Bab 54

4.8K 198 93
                                    

"Aku mau naik pesawat. Nanti aku kabari lagi kalau sudah landing. Kamu mau otw ke sekolah Davka? Hati-hati ya. Kan nyetir sendiri. Ajak Bi Lilis biar nggak nyetir sendirian. Bye Sayang."

Thian segera mengakhiri panggilannya sebelum menghubungi Dharma 2.

Ponsel rahasianya tentu saja ia tinggalkan di kantor.

"Ya Sayaang?" jawab nada manja di seberang.

"Aku mau naik pesawat. Kayaknya aku baru malem masuk hotel. Aku kabari lagi nanti."

"Aku lagi prepare. Nggak sabar ketemu nanti malem. Aku udah bawa kondom sama lube. Kan kata kamu, Nina selalu ngecek isi koper kamu jadi nggak mungkin bawa kan?"

"Pinter. Ya udah. Nanti malem ketemu... "

"Rrrrrrrr..... "

"Rrrrr...." Thian tersenyum dan menutup panggilan saat akan memasuki pintu yang mengantarnya memasuki pesawat.

          
                 _______________________

Ini memang kebetulan, ia satu seat dengan Thian.

"Permisi Pak." Sherly terpaksa menarik sudut bibirnya selebar mungkin saat akan duduk di sebelah Thian yang berada di tengah.

"Wah Sherly di sini." Adnan yang duduk di dekat jendela menyambut ramah kehadirannya.

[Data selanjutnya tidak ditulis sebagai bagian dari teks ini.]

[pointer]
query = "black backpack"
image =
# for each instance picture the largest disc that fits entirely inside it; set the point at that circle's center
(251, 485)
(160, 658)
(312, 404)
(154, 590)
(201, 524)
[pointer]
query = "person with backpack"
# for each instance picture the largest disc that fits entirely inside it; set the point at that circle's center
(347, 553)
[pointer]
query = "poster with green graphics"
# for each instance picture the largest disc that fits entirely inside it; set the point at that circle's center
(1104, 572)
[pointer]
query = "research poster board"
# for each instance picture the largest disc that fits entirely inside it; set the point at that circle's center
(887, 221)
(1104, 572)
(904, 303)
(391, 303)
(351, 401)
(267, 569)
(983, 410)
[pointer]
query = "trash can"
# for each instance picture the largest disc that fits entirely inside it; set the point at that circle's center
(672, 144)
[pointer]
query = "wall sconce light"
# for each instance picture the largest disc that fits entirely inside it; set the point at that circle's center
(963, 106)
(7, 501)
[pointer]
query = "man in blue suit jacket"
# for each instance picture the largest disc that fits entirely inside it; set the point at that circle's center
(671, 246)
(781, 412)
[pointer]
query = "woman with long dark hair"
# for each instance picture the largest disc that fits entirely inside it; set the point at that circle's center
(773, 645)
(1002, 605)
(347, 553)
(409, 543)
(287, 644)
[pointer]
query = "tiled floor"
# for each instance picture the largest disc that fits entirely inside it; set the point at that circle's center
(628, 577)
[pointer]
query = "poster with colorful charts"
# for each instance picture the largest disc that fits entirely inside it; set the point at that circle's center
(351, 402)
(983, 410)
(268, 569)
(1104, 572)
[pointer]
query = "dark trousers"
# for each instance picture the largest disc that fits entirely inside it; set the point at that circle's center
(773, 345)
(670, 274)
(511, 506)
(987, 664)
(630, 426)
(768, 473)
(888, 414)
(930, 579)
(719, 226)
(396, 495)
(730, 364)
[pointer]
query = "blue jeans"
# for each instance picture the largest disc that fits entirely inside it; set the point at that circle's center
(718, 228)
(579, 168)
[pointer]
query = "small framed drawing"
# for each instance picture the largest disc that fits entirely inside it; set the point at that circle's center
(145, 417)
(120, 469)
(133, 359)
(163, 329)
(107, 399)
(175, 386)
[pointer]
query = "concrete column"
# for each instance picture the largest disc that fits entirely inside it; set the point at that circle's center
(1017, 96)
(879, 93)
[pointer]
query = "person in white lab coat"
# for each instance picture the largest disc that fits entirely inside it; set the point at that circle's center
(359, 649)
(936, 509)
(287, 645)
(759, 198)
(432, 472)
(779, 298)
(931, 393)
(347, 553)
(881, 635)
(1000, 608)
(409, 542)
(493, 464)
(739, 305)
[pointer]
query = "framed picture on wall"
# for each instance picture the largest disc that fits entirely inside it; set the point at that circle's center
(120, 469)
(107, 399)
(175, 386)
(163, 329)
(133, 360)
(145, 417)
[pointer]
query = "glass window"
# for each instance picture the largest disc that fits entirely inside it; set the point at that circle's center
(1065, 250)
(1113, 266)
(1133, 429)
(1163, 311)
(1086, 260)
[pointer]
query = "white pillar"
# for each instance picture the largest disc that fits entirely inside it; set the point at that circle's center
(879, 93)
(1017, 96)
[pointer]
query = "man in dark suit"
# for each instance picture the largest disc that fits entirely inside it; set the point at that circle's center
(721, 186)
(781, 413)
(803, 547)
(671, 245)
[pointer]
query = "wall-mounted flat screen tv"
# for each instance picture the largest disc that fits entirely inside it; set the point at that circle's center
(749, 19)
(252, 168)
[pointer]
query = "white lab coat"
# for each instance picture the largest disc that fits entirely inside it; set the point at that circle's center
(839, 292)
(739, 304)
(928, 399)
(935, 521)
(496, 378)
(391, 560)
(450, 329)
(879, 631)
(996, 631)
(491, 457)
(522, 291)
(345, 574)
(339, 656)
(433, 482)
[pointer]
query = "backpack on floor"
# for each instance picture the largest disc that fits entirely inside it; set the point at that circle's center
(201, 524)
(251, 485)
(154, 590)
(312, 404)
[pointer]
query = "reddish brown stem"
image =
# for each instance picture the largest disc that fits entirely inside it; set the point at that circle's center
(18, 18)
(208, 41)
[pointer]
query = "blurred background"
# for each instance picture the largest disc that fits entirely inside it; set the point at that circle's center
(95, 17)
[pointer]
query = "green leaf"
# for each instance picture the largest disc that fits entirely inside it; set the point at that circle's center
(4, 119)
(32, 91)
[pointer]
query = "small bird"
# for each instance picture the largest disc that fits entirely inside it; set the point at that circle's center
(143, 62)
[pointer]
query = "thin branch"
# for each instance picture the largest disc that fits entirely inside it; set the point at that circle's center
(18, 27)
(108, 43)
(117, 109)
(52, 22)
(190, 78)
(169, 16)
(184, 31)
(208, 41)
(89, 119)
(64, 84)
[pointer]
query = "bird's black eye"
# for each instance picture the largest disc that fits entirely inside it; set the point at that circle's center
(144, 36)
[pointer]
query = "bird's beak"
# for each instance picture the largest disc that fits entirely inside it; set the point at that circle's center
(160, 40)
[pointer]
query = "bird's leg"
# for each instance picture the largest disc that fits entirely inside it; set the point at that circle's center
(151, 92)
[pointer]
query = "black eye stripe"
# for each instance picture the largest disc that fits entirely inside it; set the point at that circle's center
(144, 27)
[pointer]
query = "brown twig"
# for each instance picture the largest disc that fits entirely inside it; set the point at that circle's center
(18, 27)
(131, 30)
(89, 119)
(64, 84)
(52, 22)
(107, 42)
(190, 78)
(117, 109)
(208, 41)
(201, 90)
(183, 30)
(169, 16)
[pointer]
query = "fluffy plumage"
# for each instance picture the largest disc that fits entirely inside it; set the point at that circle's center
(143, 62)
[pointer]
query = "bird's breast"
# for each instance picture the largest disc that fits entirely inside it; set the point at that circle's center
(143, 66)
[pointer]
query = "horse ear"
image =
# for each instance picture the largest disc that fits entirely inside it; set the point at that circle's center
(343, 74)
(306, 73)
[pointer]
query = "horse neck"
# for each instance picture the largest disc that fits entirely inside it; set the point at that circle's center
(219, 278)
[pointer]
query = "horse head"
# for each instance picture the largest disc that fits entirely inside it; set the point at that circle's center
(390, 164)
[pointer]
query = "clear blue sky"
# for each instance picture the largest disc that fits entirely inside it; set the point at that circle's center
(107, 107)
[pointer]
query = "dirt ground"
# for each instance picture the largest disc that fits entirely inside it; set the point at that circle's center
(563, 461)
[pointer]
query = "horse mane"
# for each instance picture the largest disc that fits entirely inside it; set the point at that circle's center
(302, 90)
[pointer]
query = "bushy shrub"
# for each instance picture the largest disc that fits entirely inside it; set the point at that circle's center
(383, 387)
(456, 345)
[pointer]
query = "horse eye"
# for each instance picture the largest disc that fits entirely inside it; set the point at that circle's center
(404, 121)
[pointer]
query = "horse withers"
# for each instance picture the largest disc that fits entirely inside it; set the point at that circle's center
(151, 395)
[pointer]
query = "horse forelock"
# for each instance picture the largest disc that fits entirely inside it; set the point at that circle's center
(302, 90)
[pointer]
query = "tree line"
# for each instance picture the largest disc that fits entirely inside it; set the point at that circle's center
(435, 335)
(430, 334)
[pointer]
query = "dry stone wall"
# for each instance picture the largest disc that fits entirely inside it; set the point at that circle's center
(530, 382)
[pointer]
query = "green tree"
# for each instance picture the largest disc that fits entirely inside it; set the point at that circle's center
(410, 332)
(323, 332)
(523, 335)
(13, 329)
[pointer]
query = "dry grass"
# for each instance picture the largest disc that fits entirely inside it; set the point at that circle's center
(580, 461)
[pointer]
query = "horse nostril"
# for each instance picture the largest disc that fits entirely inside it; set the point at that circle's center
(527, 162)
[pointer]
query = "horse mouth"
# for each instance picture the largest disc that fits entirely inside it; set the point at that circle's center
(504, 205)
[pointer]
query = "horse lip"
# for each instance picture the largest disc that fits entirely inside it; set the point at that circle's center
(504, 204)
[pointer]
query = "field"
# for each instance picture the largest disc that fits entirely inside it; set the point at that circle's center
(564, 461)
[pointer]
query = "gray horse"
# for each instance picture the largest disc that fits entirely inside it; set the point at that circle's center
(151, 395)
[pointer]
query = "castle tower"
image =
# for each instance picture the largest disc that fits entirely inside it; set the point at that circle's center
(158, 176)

Tanpa banyak bicara Sherly segera duduk. Thian perlahan melirik Adnan yang duduk nyaman di dekat jendela. Ia ingin sekali bertukar tempat karena mendadak merasa canggung. Akan tetapi, ia merasa tidak enak dengan Sherly. Gadis itu pasti tersinggung. Ditambah, bertukar kursi selama berada dalam pesawat juga transportasi umum lainnya sangat tidak disarankan demi para penumpang sendiri.

Thian akhirnya hanya memilih diam dan membatin dalam hati. Dari semua orang kenapa harus Sherly? Kenapa harus gadis yang memergokinya bermain nakal dengan wanita lain? Thian rasa ia harus bertahan dengan situasi canggung ini selama satu jam ke depan.

Terdengar suara Inka yang sedang mengobrol santai dengan Geovani, Direktur Retail and Banking. Mereka duduk dua baris di depannya.

"Pak Raynor kloter ketiga, sayang banget ya? Nggak bakal sempat wisata kuliner dia." Adnan menoleh ke arah Sherly dan membuka obrolan.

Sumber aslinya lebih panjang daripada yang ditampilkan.